September 8, 2024


Odysseus, the first SU-built spacecraft that land on the moon in more than 50 years, could exceed expectations and still return important scientific data weeks after its initial planned period of seven to 10 days, mission managers said Wednesday.

The lander, carry Nasa equipment that analyzes the lunar surface will be put into sleep mode in the coming hours when its solar panels stop receiving sunlight at the start of a weeks-long “moon night”, they said at an afternoon press conference in Houston.

Wednesday or Thursday was expected to see the final broadcast of the Nova-C lander, which was designed and built by Houston-based commercial aerospace company Intuitive Machines.

But Intuitive Machines co-founder and CEO Steve Altemus told reporters there are plans to try to reawaken the spacecraft in a few weeks when sunlight returns. If successful, it would be a remarkable resurrection of a mission plunged into uncertainty when Odysseus fell over on its side during the landing last week.

“What an amazing job that rugged, tough lander did, all the way to the moon and then onto the surface to deliver so much data and information and science back to Nasa and our commercial companies,” he said.

“It’s just an incredible testament to how robust and, as someone said, lovable that little spacecraft is.”

Altemus said the revival effort could come when sunlight illuminates its solar panels again “in the next two to three weeks.”

“Can we, will we, get a signal back from this lander?
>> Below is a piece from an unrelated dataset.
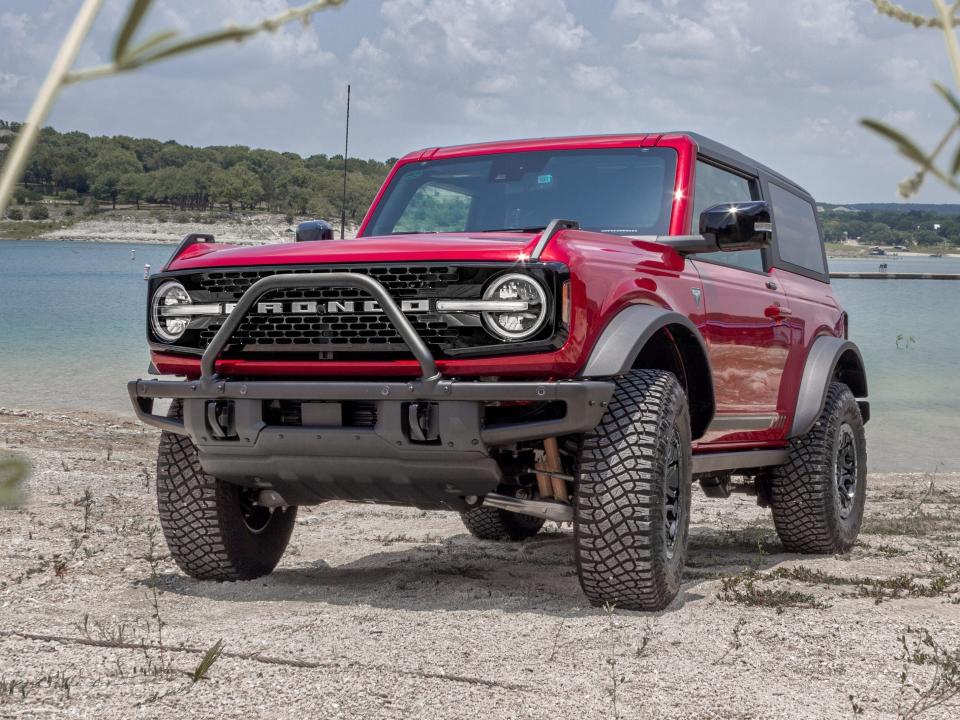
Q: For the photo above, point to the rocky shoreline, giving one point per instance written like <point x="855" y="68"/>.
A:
<point x="257" y="229"/>
<point x="383" y="612"/>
We are excited about it,” he said.

The 14-foot (4.3-meter) hexagonal, six-legged craft made history last Thursday when it became the first private spacecraft to make a soft landing on the moon, and the first US mission to do so since the last manned Apollo mission in 1972.

Odie, as the lander has become affectionately known to Intuitive Machines employees, landed in the rocky and cratered lunar surface near the moon’s south pole that Nasa is targeting for its next manned landing mission, Artemis III, planned for late 2026.

There were fears that its payload, a suite of Nasa equipment designed to collect data on the lunar environment, including analyzing potential water sources that would help sustain a future lunar base, was compromised by the botched landing.

But Altemus said the data received proved it had been “a very successful mission up to this point”.

He said: “What we have done in the process of this mission is that we have fundamentally changed the economics of landing on the moon.

“We have opened the door to a strong thriving cisluar economy in the future. This is truly a point in history that we should celebrate as we move forward to subsequent missions around the moon.”

The IM-1 mission was carried out as part of NASA’s Commercial Lunar Payload Services (CLPS) program, in which the agency pays “seed money” to private companies to develop hardware and software that can be used for Artemis missions.

Nasa paid $118 million to get it off the ground, with Intuitive Machines funding a further $130 million before its February 15 launch from Florida’s Kennedy Space Center on a Falcon 9 rocket from Elon Musk’s SpaceX company.

At a separate press conference at Cape Canaveral on Wednesday, two days before SpaceX Crew 8 astronauts are scheduled to fly to the International Space Station aboard another Falcon rocket, Nasa Administrator Bill Nelson praised the CLPS program .

“We are taking advantage of the few small nickels we have by getting the commercial industry to pay some of the bill. They produce a lunar economy as they continue to grow and experiment and invent,” he said.

“A great example of how we’re sharing the cost of the entire exploration program as we go back to the moon, not just with commercial partners, and that’s certainly true in the Artemis program, but with international partners.

“There’s significant international investment in each of the steps as we go back to the moon, so it’s all taking advantage of what we can get out of Congress and doing all the more with.”

However, even with the extra funding, the Artemis program is still billions of dollars over budget and several years behind schedule. The space agency announced last month that Artemis II, a 10-day expedition to send a crew around the moon and back to test life support systems, would not launch until September 2025.

Artemis III, meanwhile, to land four astronauts, including the first woman, near the lunar south pole will be delayed another year to September 2026.

However, Nelson remained optimistic.

“These CLPS missions, before Artemis III ever touches down, are going to be extraordinarily valuable. Each of these [Odysseus] NASA instruments are all part of getting additional data that we need,” he said.

Two more launches of Intuitive Machines are scheduled for later this year, including an ice drill to extract ingredients for rocket fuel, and another Nova-C lander carrying a small NASA rover and four small robots that will explore surface conditions.